Sergio Marchionne e le ultime fatiche Fiat tra i due continenti
Tu vuo' Fiat l'americano
Ma la Fiat come sta davvero? Non è una domanda oziosa. Il fatto è che negli ultimi tempi si è sentito e letto tutto e il contrario di tutto sul gruppo automobilistico torinese guidato da Sergio Marchionne, il grintoso e dinamico manager italo-canadese che fuma incessantemente, ha il vezzo di vestire sempre casual con un pullover scuro, e in questi giorni vive su un jet fra Torino e Detroit.

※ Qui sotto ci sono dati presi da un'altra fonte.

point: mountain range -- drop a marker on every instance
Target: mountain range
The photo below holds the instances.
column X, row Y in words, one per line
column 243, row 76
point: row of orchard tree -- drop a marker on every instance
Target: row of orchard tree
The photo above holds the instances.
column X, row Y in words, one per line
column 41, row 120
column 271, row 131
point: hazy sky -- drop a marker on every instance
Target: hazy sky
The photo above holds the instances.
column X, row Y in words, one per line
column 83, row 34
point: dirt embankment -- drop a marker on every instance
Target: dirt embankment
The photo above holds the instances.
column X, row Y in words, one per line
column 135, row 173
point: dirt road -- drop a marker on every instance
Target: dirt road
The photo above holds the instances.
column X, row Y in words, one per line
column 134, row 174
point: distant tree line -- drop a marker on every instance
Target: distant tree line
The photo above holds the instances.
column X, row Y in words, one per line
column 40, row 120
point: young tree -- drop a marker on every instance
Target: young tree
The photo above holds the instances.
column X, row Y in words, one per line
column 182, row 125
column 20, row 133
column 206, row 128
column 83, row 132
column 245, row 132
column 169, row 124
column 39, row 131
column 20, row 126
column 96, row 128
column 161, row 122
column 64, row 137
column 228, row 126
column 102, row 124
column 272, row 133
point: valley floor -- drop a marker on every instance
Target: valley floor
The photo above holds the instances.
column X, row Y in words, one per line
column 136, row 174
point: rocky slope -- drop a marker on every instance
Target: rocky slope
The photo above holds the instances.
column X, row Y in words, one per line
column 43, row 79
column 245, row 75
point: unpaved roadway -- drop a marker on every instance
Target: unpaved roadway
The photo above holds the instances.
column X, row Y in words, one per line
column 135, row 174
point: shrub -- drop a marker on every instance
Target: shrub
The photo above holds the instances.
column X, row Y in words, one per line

Ma la Fiat come sta davvero? Non è una domanda oziosa. Il fatto è che negli ultimi tempi si è sentito e letto tutto e il contrario di tutto sul gruppo automobilistico torinese guidato da Sergio Marchionne, il grintoso e dinamico manager italo-canadese che fuma incessantemente, ha il vezzo di vestire sempre casual con un pullover scuro, e in questi giorni vive su un jet fra Torino e Detroit per chiudere lo storico accordo fra la Fiat e la Chrysler che dovrebbe portare la casa torinese a diventare il primo azionista del malandato colosso americano. Il centro nevralgico delle trattative è a Washington.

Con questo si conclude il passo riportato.